The secondary use of EHR sourced data is a broad domain. It includes patient safety and clinical quality metrics and development programs as the most obvious, but other clinical applications range from clinical decision support to practice variation monitoring. The entire categories of clinical and translational research are fundamentally dependent on effective secondary use of clinical information, including clinical trials, observational cohorts, outcomes research, comparative effectiveness, and best evidence discovery.

Our vision is to develop and foster a federated informatics research community committed to open-source resources that can industrially scale to address barriers to the broad-based, facile, and ethical use of EHR data for secondary purposes. Within this collaborative community, we seek to create, evaluate, and refine informatics artifacts that contribute to EHR data use for improving care, generating new knowledge, and addressing population needs. We are committed to making all artifacts available as open-source tools, services, and scalable software.
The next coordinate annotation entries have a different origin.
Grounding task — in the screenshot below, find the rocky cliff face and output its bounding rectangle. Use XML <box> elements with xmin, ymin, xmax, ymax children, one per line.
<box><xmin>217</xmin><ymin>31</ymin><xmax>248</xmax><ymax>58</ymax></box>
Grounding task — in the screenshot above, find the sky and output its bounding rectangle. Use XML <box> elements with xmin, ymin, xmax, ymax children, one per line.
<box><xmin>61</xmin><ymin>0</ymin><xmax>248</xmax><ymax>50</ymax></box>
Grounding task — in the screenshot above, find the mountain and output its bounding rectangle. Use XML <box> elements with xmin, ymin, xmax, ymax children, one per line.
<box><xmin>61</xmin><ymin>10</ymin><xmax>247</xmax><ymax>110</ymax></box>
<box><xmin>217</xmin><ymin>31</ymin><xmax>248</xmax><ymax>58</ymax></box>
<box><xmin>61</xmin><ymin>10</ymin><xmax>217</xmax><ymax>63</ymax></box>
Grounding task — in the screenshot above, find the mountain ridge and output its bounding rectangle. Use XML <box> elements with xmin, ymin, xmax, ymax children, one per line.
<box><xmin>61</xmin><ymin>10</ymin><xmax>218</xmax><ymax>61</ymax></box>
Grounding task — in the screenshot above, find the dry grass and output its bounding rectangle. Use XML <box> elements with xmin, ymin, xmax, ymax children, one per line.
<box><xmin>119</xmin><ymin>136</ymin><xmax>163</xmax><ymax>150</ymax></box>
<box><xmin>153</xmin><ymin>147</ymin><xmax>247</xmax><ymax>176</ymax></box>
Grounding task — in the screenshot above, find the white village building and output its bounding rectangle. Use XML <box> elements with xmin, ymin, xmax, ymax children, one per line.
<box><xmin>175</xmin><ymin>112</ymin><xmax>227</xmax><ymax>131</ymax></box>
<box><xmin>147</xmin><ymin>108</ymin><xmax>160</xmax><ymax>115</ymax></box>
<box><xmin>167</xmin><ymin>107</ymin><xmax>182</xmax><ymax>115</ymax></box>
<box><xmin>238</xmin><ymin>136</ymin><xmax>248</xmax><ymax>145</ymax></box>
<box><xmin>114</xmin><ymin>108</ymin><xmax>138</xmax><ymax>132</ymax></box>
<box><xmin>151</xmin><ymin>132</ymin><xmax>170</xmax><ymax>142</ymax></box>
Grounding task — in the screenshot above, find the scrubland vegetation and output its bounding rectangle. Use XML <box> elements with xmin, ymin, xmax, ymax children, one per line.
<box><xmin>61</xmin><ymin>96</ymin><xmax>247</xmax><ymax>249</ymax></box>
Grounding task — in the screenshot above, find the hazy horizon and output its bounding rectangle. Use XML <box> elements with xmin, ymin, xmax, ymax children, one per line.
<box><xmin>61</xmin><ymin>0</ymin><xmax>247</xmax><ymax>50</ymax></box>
However, we partner with industry developers for commercial deployment and support of our software artifacts, recognizing that many adopters will eschew exclusively open-source resources that may lack reliable, commercial support.

The consortium of organizations funded and participating in SHARPn include: Mayo Clinic, University of Utah, Intermountain Healthcare, Agilex Technologies, CDISC (Clinical Data Interchange Standards Consortium), Centerphase Solutions, Deloitte, Group Health Seattle, IBM Watson Research Labs, Harvard University & i2b2, Minnesota HIE (MNHIE), MIT, Mirth Corporation, State University of New York at Buffalo, University of California San Diego, University of Pittsburgh, University of Colorado. As is evident in Figure 1, the consortium is a blend of academic communities, large and small businesses, an HIT standards development organization, and a consulting group. Such multidisciplinary talent is crucial to achieve the ambitious goals of the consortium.

Figure 1.

Figure 1

SHARPn Project Organization

We structure our presentation around each project, although the interdependencies are substantial. For example, the phenotyping algorithms rely heavily upon the pre-existing normalization of clinical data, to assure comparability and consistency of cohort retrieval among medical centers with differing EHR environments. Our closing discussion paints the spectrum of development and application which we target.
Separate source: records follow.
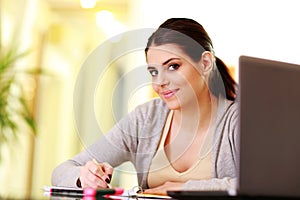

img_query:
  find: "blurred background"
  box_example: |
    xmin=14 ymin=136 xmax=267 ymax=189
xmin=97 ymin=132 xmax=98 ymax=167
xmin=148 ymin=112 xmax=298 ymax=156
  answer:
xmin=0 ymin=0 xmax=300 ymax=198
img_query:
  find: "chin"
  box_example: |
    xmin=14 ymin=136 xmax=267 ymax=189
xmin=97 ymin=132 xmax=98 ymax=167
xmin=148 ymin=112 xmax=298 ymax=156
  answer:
xmin=165 ymin=101 xmax=180 ymax=110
Semantic and Syntactic Normalization

An underlying principle for secondary data use is that all applications are more efficient and reliable if the data on which they are premised is comparable and consistent[3]. One way to make heterogeneous data from disparate EHR systems comparable and consistent is post-hoc normalization. This is precisely what we engineer with our first set of software appliances.
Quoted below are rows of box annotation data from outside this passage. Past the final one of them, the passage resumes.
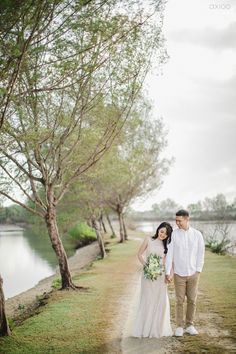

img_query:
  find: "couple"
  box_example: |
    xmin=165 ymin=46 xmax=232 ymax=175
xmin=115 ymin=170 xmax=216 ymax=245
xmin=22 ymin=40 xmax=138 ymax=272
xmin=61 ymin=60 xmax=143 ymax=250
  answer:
xmin=132 ymin=210 xmax=205 ymax=338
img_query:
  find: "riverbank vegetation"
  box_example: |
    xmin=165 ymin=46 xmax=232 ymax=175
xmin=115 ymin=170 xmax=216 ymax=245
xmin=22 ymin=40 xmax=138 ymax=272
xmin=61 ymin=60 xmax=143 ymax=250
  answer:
xmin=0 ymin=0 xmax=166 ymax=304
xmin=0 ymin=232 xmax=236 ymax=354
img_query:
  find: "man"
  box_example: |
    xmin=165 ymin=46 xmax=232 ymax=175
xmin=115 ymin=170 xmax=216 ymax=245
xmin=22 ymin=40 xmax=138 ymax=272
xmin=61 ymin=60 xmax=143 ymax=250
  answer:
xmin=165 ymin=210 xmax=205 ymax=337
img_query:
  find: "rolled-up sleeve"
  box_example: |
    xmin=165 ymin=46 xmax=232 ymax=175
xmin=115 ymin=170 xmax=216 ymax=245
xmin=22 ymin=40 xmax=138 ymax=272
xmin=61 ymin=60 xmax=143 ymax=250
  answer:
xmin=165 ymin=238 xmax=174 ymax=275
xmin=196 ymin=232 xmax=205 ymax=272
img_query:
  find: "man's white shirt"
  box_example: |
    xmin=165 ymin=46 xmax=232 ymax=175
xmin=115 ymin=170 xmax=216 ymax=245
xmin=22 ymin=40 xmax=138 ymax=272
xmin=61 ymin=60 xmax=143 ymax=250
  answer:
xmin=165 ymin=227 xmax=205 ymax=276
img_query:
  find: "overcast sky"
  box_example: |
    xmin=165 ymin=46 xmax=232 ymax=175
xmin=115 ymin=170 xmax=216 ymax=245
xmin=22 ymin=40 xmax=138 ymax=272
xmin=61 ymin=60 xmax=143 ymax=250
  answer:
xmin=133 ymin=0 xmax=236 ymax=210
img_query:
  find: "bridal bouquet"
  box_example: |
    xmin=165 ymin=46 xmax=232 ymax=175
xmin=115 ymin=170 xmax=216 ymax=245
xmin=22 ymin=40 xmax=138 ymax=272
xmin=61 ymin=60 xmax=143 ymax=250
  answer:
xmin=143 ymin=253 xmax=165 ymax=281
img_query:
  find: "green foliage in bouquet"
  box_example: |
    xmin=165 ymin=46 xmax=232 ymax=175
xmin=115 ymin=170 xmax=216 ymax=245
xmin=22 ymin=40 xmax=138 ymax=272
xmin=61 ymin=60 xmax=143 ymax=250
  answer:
xmin=143 ymin=253 xmax=165 ymax=281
As with most of our software developed in SHARPn, we invoke the Unstructured Information Management Architecture[4] (UIMA) as our framework; this open-source artifact from IBM Watson Labs – the framework on which the Watson Jeopardy engine was built – is described in more detail in the Performance Optimization project below. We provide two dimensions of normalization, essentially syntactic and semantic.

Syntactic normalization relies heavily on the 20-year history of Health Information Exchange (HIE) and disparate data source normalization undertaken by the Regenstrief Institute and the Indiana HIE. The Regenstrief team has developed a normalization pipeline, Health Open Source Software[5] (HOSS), which will soon be formalized as open-source. HOSS excels at making ill-formed HL7 message contents into well-formed structures. Since these algorithms have accreted over decades, a SHARPn task will be to modularize and simplify normalization task elements, and render them in a high-throughput UIMA-AS[6] pipeline. SHARPn will publish these normalization algorithms and a reference implementation of their deployment in UIMA.

Semantic normalization invokes the mature technologies emergent from Mayo’s open-source LexGrid project[7] for terminology services, and in particular the caBIG supported LexEVS implementation[8]. Semantic normalization is not magic, and ultimately depends upon the creation or availability of mapping files, for example local laboratory codes into LOINC. However, Pareto optimization pertains, where in practice 99% of the cases are handled by 2% of the codes, making practical map creation scalable and practical. The standards-based generalization of these terminology services will soon be manifest in the CTS2 (Common Terminology Services) specification being finalized by HL7 and the Object Management Group. Our final semantic normalization functionality will wrap CTS2 services as UIMA artifacts, which are callable by a variety of SHARPn use cases, including NLP.

Both syntactic and semantic normalization require that a “common” form, or canonical representation, is specified as a target for normalization activities. While the HOSS pipeline has worked well using HL7 message syntax as a de facto normalization scheme, we believe that additional specificity is needed to address the spectrum of use-cases in secondary data use, and the clinical granularity of information being generated in today’s EHRs. SHARPn has chosen the Clinical Element Models[9] (CEMs), historically developed by Intermountain Healthcare, as our canonical representation. They are described as: “the basis for retaining computable meaning when data is exchanged between heterogeneous computer systems as well as the basis for shared computable meaning when clinical data is referenced in decision support logic.” Presently, over 4,000 XML schema for CEMs, such as blood pressure measurement or specific laboratory tests, are defined. SHARPn, and a growing consortium of informatics users, are contributing to the CEM library, which is an open-source artifact.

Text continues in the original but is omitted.